The International Dark Sky Association is a nonprofit organization founded in 1988 with the goal of reducing light pollution and protecting night skies for the present and into the future. A Dark Sky Sanctuary is “public or private land that has an exceptional or distinguished quality of starry nights and a nocturnal environment that is protected for its scientific, natural or educational value, its cultural heritage and/or public enjoyment.”

“Experiencing the night sky provides perspective, inspiration and leads us to reflect on our humanity and place in the universe,’’ the association noted in making the announcement this week. “The history of scientific discovery and even human curiosity itself is indebted to the natural night sky.”

The effort to certify the Boundary Waters wilderness has been underway since 2008. Far from any major city or development, most of the wilderness is beyond the glow of outdoor lighting that “pollutes” the sky in most populated parts of the state, nation and world.

According to National Geographic, 80 percent of Americans now can’t view the Milky Way from their homes due to light pollution. Some researchers worry that humans around the globe are losing access to the scientific, philosophical and spiritual benefits of appreciating a dark sky blanketed by stars.

“We are excited to receive the Dark Skies Sanctuary designation for the BWCAW and are committed to preserving dark sky opportunities for future generations,’’ Connie Cummins, supervisor of the Superior National Forest, said in a statement.

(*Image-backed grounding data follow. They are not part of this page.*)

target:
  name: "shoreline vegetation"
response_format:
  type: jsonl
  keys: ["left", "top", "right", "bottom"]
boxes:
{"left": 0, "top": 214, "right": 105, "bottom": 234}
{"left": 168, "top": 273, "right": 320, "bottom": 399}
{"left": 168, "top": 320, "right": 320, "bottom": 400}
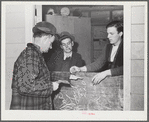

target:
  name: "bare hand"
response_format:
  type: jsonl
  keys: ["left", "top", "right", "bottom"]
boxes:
{"left": 52, "top": 82, "right": 59, "bottom": 91}
{"left": 70, "top": 66, "right": 80, "bottom": 73}
{"left": 92, "top": 70, "right": 111, "bottom": 85}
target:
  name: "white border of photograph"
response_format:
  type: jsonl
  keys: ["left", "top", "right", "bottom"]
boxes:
{"left": 1, "top": 1, "right": 148, "bottom": 121}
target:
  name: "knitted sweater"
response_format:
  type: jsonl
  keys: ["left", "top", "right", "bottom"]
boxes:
{"left": 47, "top": 51, "right": 84, "bottom": 72}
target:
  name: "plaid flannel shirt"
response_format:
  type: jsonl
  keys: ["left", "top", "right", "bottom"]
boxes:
{"left": 10, "top": 43, "right": 53, "bottom": 110}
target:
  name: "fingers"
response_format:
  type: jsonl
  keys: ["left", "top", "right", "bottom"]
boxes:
{"left": 52, "top": 82, "right": 59, "bottom": 91}
{"left": 92, "top": 74, "right": 101, "bottom": 85}
{"left": 92, "top": 77, "right": 98, "bottom": 85}
{"left": 70, "top": 66, "right": 76, "bottom": 73}
{"left": 70, "top": 66, "right": 80, "bottom": 73}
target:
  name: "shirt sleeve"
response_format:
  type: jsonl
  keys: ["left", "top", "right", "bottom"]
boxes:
{"left": 110, "top": 66, "right": 123, "bottom": 76}
{"left": 86, "top": 47, "right": 107, "bottom": 72}
{"left": 17, "top": 48, "right": 53, "bottom": 97}
{"left": 50, "top": 71, "right": 70, "bottom": 81}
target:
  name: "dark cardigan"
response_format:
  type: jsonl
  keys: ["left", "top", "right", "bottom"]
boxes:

Ann Schwaller, Boundary Waters Canoe Area Wilderness program manager for the Superior National Forest, said existing laws and regulations that dictate management of the wilderness already lead “to the protection of the night skies for scientific, natural, educational, cultural and public enjoyment values, which are all part of protecting wilderness character.”

The Voyageurs National Park Association, a nonprofit group that promotes Minnesota’s only national park, has also applied for formal Dark Sky Sanctuary certification for the park and hopes to receive the official status by year’s end.